This week Parliament was debating the Planning and Infrastructure Bill 2025, something which will impact upon everyone. It does contain some sensible reforms but for rural communities, it is more of a threat than opportunity and Labour’s moral authority on planning is shot to bits by the fact that they propose to lower housing targets in London whilst massively increasing them in West Sussex which already takes more than its fair share.
Whilst I want to see the detail of Labour’s plans, I have received hundreds of emails from constituents expressing concerns about its environmental impact and its effect on sustainability and climate. They are concerned about weakening protection for nature and rare species and create a conflict of interest by allowing developers to pay major landowners (e.g. the National Trust and Woodland Trust) elsewhere instead of protecting individual sites from development.
The Bill’s move to centralise planning decisions will remove the right of elected councillors to vote on many local planning applications. This is not just a technical change; it strips away the local knowledge, accountability, and nuance that elected representatives bring to the table, and instead hands power to unelected officers, often unfamiliar with the local area who can be extremely hard to get hold of or to have a conversation with.

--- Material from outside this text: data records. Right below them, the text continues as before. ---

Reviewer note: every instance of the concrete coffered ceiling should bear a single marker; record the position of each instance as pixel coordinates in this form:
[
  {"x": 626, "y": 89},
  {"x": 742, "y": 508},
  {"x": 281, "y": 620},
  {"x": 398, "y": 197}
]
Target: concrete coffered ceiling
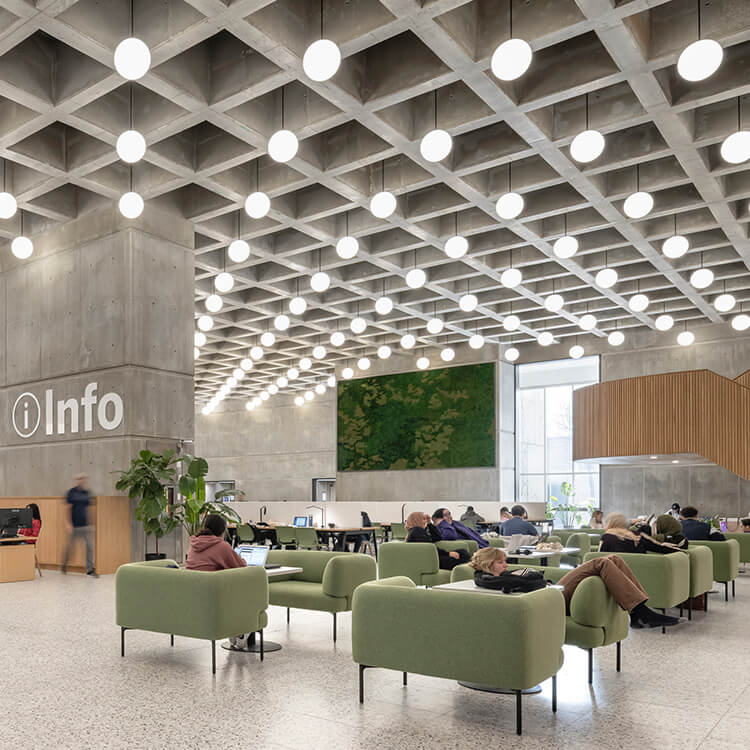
[{"x": 213, "y": 97}]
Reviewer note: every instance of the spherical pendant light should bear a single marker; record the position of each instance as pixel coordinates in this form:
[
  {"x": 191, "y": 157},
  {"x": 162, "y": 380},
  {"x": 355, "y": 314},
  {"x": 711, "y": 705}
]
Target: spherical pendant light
[
  {"x": 416, "y": 278},
  {"x": 511, "y": 322},
  {"x": 297, "y": 305},
  {"x": 281, "y": 322},
  {"x": 736, "y": 148},
  {"x": 320, "y": 281},
  {"x": 8, "y": 206},
  {"x": 702, "y": 278},
  {"x": 436, "y": 145},
  {"x": 724, "y": 302},
  {"x": 456, "y": 246},
  {"x": 347, "y": 247},
  {"x": 638, "y": 302},
  {"x": 700, "y": 59},
  {"x": 476, "y": 341},
  {"x": 468, "y": 302},
  {"x": 257, "y": 205},
  {"x": 268, "y": 339},
  {"x": 685, "y": 338},
  {"x": 130, "y": 146},
  {"x": 606, "y": 278},
  {"x": 132, "y": 59},
  {"x": 565, "y": 247},
  {"x": 509, "y": 205},
  {"x": 664, "y": 322},
  {"x": 131, "y": 205},
  {"x": 511, "y": 59},
  {"x": 675, "y": 246},
  {"x": 358, "y": 325},
  {"x": 408, "y": 341},
  {"x": 382, "y": 204},
  {"x": 554, "y": 302},
  {"x": 587, "y": 322},
  {"x": 224, "y": 282},
  {"x": 383, "y": 305},
  {"x": 282, "y": 146},
  {"x": 214, "y": 303},
  {"x": 321, "y": 60},
  {"x": 434, "y": 326},
  {"x": 637, "y": 205},
  {"x": 587, "y": 146},
  {"x": 22, "y": 247},
  {"x": 511, "y": 278}
]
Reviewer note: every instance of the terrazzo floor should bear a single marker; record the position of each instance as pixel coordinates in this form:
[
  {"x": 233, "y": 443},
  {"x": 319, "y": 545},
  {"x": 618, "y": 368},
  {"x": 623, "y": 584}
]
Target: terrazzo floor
[{"x": 63, "y": 684}]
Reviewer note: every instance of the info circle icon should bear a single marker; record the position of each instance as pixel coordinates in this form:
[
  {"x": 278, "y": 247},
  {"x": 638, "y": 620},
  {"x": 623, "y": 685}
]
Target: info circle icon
[{"x": 26, "y": 415}]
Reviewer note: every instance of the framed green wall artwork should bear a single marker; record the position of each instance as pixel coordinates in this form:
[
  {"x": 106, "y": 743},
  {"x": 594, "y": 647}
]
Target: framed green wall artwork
[{"x": 437, "y": 419}]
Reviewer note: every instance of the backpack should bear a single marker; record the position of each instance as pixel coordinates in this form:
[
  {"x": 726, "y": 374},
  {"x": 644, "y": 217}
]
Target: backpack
[{"x": 516, "y": 581}]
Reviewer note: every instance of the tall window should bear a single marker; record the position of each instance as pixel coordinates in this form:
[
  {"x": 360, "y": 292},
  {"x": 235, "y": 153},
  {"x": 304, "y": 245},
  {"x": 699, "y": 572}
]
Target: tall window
[{"x": 544, "y": 431}]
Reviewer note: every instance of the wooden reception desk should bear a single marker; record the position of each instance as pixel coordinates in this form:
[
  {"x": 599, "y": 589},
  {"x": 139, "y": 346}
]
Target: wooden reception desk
[{"x": 111, "y": 519}]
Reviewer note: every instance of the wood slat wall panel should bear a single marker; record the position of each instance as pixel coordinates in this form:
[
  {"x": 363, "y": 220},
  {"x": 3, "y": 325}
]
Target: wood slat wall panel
[{"x": 696, "y": 411}]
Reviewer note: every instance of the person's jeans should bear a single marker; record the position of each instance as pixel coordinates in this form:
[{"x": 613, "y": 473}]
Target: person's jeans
[{"x": 87, "y": 534}]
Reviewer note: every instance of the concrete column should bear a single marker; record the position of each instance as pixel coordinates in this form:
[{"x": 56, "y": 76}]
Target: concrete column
[{"x": 97, "y": 362}]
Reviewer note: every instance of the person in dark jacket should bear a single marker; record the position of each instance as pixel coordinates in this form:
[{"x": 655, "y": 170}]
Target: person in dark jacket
[
  {"x": 452, "y": 531},
  {"x": 419, "y": 529},
  {"x": 692, "y": 528}
]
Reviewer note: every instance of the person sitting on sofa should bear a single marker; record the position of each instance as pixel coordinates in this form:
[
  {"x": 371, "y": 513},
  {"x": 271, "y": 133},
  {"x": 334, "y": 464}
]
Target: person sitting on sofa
[
  {"x": 614, "y": 572},
  {"x": 452, "y": 531},
  {"x": 419, "y": 529},
  {"x": 617, "y": 537},
  {"x": 516, "y": 525},
  {"x": 692, "y": 528}
]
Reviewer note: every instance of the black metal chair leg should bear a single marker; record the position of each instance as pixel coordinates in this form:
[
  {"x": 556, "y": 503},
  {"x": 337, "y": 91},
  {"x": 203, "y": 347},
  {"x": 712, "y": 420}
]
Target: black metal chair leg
[{"x": 519, "y": 727}]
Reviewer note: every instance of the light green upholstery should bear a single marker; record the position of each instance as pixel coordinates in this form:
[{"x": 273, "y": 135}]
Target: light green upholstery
[
  {"x": 666, "y": 578},
  {"x": 511, "y": 642},
  {"x": 326, "y": 583},
  {"x": 744, "y": 541},
  {"x": 190, "y": 603}
]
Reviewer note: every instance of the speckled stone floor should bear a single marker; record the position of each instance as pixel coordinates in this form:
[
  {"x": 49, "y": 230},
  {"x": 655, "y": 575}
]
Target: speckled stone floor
[{"x": 64, "y": 685}]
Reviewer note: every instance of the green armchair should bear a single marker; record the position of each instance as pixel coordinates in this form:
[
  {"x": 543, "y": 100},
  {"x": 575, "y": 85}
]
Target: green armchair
[
  {"x": 152, "y": 596},
  {"x": 726, "y": 561},
  {"x": 326, "y": 583},
  {"x": 507, "y": 642}
]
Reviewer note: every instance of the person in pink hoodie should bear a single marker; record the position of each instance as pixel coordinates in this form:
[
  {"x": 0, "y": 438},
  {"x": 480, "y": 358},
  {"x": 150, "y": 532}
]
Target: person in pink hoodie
[{"x": 209, "y": 551}]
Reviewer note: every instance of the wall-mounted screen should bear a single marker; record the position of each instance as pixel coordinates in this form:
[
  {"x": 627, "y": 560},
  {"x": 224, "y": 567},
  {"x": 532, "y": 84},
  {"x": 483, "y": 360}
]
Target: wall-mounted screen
[{"x": 437, "y": 419}]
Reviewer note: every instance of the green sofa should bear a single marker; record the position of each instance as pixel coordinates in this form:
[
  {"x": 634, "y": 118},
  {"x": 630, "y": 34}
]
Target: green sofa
[
  {"x": 326, "y": 583},
  {"x": 191, "y": 603},
  {"x": 506, "y": 642},
  {"x": 726, "y": 561},
  {"x": 595, "y": 618}
]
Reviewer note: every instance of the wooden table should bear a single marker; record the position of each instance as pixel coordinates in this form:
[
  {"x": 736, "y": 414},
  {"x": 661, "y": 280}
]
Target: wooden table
[{"x": 16, "y": 560}]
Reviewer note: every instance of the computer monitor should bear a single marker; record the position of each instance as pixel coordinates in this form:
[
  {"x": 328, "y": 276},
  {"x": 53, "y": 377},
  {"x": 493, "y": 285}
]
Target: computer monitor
[{"x": 12, "y": 519}]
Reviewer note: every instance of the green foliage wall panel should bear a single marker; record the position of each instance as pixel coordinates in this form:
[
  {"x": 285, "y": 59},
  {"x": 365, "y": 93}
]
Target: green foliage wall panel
[{"x": 438, "y": 419}]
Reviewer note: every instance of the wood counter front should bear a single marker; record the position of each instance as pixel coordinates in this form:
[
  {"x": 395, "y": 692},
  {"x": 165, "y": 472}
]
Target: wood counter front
[{"x": 111, "y": 519}]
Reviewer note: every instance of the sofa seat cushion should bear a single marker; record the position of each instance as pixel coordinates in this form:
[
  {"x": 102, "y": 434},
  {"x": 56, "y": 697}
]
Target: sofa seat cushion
[{"x": 304, "y": 595}]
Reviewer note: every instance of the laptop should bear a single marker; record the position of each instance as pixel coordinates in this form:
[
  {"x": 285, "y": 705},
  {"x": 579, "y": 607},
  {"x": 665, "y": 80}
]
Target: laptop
[{"x": 255, "y": 556}]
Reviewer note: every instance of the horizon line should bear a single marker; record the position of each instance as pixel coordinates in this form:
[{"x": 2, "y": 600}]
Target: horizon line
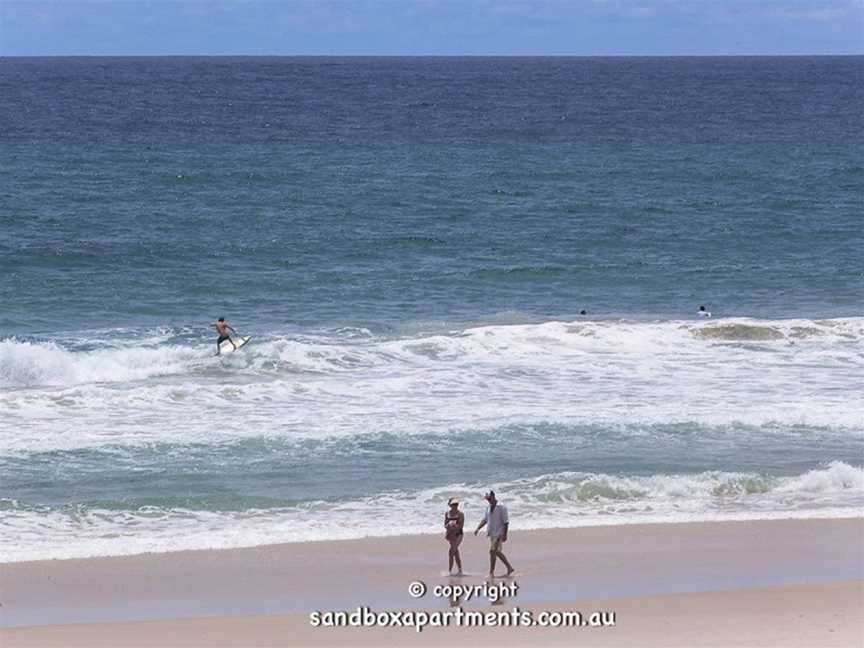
[{"x": 561, "y": 56}]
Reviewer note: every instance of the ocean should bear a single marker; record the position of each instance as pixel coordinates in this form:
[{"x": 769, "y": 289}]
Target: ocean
[{"x": 411, "y": 242}]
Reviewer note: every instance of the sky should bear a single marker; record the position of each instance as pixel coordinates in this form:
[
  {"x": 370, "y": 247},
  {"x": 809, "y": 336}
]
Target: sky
[{"x": 431, "y": 27}]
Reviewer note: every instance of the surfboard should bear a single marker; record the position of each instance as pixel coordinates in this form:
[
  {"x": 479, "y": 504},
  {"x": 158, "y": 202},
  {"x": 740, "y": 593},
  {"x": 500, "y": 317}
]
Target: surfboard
[{"x": 226, "y": 347}]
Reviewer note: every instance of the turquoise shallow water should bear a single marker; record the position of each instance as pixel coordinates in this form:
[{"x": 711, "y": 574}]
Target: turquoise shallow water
[{"x": 410, "y": 241}]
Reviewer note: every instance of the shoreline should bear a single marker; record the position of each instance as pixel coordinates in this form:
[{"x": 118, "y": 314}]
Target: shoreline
[
  {"x": 554, "y": 568},
  {"x": 836, "y": 513}
]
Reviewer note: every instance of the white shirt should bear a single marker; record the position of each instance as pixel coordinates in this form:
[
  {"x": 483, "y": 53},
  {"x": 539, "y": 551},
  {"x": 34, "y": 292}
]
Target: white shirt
[{"x": 496, "y": 520}]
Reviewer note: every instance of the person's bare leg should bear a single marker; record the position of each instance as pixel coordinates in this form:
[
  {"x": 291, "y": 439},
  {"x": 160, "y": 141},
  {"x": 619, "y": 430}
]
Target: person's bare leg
[{"x": 456, "y": 555}]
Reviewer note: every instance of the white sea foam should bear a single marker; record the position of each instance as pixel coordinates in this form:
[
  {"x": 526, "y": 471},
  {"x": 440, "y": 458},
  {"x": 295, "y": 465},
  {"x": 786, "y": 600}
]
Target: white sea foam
[
  {"x": 550, "y": 501},
  {"x": 752, "y": 372}
]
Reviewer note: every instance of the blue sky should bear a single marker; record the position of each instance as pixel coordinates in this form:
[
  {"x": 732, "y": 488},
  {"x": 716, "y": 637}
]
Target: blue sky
[{"x": 431, "y": 27}]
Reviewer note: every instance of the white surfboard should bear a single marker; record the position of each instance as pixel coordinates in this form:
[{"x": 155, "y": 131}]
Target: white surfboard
[{"x": 226, "y": 347}]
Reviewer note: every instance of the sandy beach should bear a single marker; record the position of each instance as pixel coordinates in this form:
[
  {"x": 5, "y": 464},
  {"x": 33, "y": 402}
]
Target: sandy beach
[{"x": 757, "y": 583}]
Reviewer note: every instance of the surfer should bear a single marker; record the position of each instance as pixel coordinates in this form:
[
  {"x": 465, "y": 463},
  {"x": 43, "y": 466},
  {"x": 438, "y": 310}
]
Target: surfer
[{"x": 222, "y": 328}]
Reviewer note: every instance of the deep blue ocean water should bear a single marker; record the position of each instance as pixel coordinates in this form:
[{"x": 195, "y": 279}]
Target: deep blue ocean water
[{"x": 411, "y": 241}]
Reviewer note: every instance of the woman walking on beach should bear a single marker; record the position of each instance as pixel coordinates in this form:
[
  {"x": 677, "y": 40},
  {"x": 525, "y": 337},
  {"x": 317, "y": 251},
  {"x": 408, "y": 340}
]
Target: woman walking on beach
[{"x": 454, "y": 520}]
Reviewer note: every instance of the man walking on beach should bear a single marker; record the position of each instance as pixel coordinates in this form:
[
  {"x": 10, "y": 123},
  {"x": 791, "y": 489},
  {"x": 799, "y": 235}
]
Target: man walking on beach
[{"x": 496, "y": 522}]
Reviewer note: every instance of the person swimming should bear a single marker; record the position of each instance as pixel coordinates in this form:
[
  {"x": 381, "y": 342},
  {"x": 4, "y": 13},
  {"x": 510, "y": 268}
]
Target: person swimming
[{"x": 222, "y": 329}]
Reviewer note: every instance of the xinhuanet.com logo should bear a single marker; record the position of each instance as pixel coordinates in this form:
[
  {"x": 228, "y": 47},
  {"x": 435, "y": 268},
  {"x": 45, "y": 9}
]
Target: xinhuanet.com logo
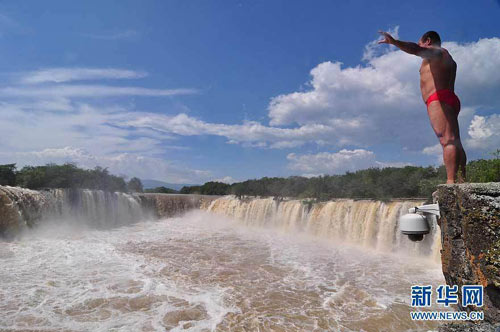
[{"x": 421, "y": 297}]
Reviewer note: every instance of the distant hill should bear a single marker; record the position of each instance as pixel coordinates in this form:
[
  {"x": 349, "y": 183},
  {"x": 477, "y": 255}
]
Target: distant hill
[{"x": 149, "y": 184}]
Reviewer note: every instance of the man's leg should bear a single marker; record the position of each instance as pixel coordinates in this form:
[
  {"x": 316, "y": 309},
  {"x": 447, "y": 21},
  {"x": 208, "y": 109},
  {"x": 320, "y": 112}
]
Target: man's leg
[{"x": 445, "y": 124}]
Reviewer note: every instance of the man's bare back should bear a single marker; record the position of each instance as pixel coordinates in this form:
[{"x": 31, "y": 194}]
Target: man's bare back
[
  {"x": 437, "y": 73},
  {"x": 437, "y": 84}
]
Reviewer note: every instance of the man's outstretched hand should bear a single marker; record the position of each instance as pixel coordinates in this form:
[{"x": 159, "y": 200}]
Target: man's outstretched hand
[{"x": 388, "y": 39}]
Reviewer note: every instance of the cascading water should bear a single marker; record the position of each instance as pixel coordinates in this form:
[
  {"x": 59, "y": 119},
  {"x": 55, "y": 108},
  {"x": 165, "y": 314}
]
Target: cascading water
[
  {"x": 96, "y": 208},
  {"x": 372, "y": 224},
  {"x": 203, "y": 271}
]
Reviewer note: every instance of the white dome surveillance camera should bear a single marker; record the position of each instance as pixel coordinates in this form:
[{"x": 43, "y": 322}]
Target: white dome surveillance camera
[{"x": 417, "y": 222}]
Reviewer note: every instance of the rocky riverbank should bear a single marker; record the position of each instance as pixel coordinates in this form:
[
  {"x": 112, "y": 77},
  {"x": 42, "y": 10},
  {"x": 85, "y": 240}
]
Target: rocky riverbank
[{"x": 470, "y": 235}]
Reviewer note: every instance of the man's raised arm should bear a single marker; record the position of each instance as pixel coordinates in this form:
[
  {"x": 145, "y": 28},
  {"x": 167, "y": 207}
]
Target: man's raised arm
[{"x": 409, "y": 47}]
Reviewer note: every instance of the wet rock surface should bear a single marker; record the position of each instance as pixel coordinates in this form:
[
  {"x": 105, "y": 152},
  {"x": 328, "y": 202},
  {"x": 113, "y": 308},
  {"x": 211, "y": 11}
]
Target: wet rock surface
[{"x": 470, "y": 234}]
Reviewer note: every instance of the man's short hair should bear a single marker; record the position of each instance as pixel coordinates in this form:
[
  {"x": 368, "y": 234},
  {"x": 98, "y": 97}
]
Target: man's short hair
[{"x": 434, "y": 37}]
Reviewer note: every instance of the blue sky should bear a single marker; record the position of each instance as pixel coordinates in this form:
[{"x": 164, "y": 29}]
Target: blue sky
[{"x": 191, "y": 91}]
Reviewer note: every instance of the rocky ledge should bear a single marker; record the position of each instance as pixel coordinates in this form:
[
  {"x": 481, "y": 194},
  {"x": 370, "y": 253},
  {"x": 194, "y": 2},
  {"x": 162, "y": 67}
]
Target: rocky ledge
[{"x": 470, "y": 235}]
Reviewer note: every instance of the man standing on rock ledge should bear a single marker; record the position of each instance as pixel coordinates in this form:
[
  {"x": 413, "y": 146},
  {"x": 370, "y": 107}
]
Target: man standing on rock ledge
[{"x": 437, "y": 84}]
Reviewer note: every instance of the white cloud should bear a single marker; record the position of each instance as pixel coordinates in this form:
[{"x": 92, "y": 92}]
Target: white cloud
[
  {"x": 117, "y": 35},
  {"x": 89, "y": 91},
  {"x": 331, "y": 163},
  {"x": 59, "y": 75},
  {"x": 383, "y": 96},
  {"x": 121, "y": 164},
  {"x": 250, "y": 132}
]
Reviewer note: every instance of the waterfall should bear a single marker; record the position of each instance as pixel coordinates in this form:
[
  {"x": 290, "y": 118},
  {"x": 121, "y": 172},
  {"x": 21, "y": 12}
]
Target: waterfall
[
  {"x": 371, "y": 224},
  {"x": 21, "y": 208}
]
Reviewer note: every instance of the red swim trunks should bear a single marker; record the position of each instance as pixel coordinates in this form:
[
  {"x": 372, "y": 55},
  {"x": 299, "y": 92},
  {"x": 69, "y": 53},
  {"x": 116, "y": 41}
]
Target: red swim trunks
[{"x": 446, "y": 96}]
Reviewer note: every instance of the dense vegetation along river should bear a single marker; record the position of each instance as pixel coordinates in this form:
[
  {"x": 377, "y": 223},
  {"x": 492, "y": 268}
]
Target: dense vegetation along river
[{"x": 202, "y": 272}]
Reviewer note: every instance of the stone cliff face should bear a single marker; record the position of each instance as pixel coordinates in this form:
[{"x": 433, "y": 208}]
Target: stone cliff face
[{"x": 470, "y": 233}]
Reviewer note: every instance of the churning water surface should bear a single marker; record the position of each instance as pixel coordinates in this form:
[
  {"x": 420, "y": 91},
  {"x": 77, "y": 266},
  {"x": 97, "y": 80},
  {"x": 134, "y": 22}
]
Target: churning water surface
[{"x": 202, "y": 272}]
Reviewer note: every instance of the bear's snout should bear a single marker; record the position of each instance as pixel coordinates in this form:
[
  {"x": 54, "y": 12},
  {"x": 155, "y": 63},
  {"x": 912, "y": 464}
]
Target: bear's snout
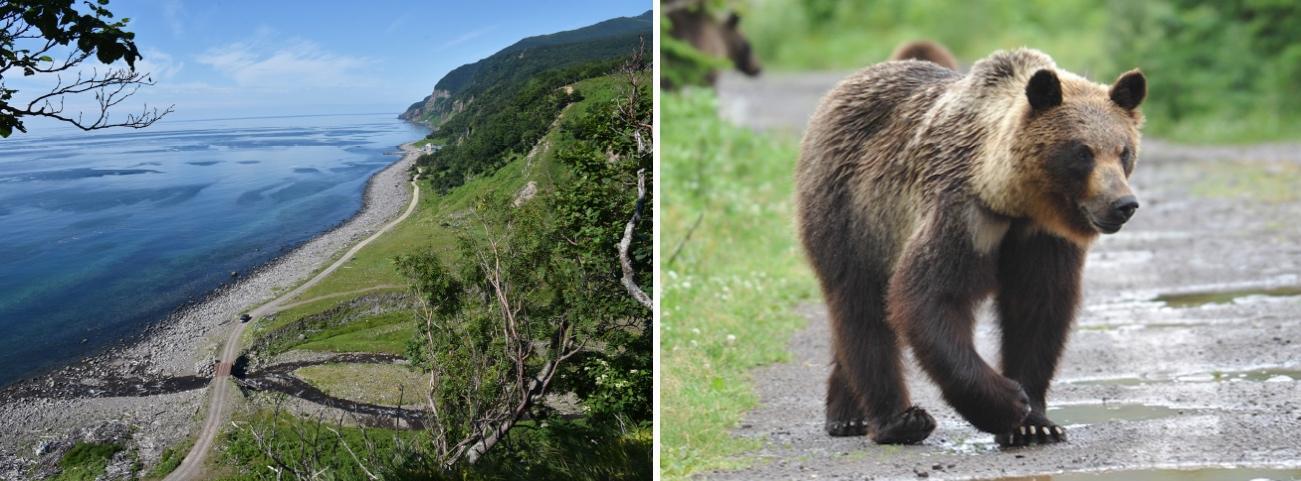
[{"x": 1124, "y": 208}]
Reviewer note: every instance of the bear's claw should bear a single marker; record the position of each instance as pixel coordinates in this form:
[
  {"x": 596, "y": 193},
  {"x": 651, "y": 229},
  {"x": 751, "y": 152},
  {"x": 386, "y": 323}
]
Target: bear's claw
[
  {"x": 856, "y": 427},
  {"x": 1036, "y": 429}
]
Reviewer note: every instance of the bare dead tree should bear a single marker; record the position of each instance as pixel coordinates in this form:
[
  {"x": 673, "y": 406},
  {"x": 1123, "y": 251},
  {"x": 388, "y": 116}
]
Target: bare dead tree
[
  {"x": 311, "y": 453},
  {"x": 50, "y": 38},
  {"x": 626, "y": 243},
  {"x": 480, "y": 398},
  {"x": 630, "y": 109},
  {"x": 631, "y": 115}
]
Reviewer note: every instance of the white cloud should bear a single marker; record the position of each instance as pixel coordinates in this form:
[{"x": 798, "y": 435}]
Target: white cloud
[
  {"x": 466, "y": 37},
  {"x": 298, "y": 64}
]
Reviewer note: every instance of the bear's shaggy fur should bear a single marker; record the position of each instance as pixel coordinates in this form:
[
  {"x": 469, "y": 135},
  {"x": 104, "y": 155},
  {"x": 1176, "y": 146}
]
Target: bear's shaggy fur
[{"x": 921, "y": 193}]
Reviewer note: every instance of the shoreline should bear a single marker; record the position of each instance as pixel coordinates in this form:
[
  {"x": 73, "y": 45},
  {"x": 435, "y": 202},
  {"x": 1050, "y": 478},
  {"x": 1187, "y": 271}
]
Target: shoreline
[{"x": 42, "y": 417}]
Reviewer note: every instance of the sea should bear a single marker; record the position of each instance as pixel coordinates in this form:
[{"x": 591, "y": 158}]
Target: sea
[{"x": 104, "y": 234}]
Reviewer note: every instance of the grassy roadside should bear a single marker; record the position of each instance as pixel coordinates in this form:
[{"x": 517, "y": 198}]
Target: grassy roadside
[
  {"x": 1217, "y": 72},
  {"x": 562, "y": 447},
  {"x": 727, "y": 297}
]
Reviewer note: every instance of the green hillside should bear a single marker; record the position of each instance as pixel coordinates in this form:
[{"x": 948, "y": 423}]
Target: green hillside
[
  {"x": 487, "y": 112},
  {"x": 514, "y": 64},
  {"x": 579, "y": 169}
]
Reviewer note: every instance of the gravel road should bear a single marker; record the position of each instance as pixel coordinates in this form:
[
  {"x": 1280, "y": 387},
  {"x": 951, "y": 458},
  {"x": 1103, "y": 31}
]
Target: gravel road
[
  {"x": 1185, "y": 359},
  {"x": 39, "y": 420}
]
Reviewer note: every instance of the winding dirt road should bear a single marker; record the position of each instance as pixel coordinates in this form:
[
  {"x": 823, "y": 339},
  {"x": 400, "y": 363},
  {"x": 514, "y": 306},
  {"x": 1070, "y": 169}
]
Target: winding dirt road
[{"x": 217, "y": 404}]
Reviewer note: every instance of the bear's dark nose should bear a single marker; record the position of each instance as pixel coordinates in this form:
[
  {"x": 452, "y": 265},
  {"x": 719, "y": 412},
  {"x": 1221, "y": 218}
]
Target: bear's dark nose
[{"x": 1124, "y": 207}]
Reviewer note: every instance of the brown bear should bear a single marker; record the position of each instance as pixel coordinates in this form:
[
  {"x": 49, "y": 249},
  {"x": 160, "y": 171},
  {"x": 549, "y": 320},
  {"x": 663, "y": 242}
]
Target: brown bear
[
  {"x": 921, "y": 193},
  {"x": 928, "y": 51},
  {"x": 722, "y": 39}
]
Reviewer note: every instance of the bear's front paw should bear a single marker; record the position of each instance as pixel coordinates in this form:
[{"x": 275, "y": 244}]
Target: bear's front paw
[
  {"x": 910, "y": 427},
  {"x": 1037, "y": 429},
  {"x": 842, "y": 428},
  {"x": 998, "y": 407}
]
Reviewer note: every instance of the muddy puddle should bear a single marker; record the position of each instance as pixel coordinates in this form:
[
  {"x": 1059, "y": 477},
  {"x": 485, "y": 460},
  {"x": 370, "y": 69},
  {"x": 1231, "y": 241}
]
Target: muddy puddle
[
  {"x": 1170, "y": 475},
  {"x": 1109, "y": 412},
  {"x": 1269, "y": 375},
  {"x": 1197, "y": 299}
]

Finally, one thing that is not in the Bill are provisions to ensure there is a genuinely equal set of planning rules for everyone. Recent events at Lurgashall show the need for this. All discrimination is wrong but when you hear about people talk about reform or even leaving the ECHR – as the Conservatives propose – it is clauses like Article 8 and Article 14 of the ECHR that have given rise to what many regard as a ‘two-tier’ planning system in which Gypsy, Travellers and Roma people now have separate provisions to the ones which everyone else in the UK must abide by. Sadly, this government of north London lawyers seems unlikely to tackle the issue.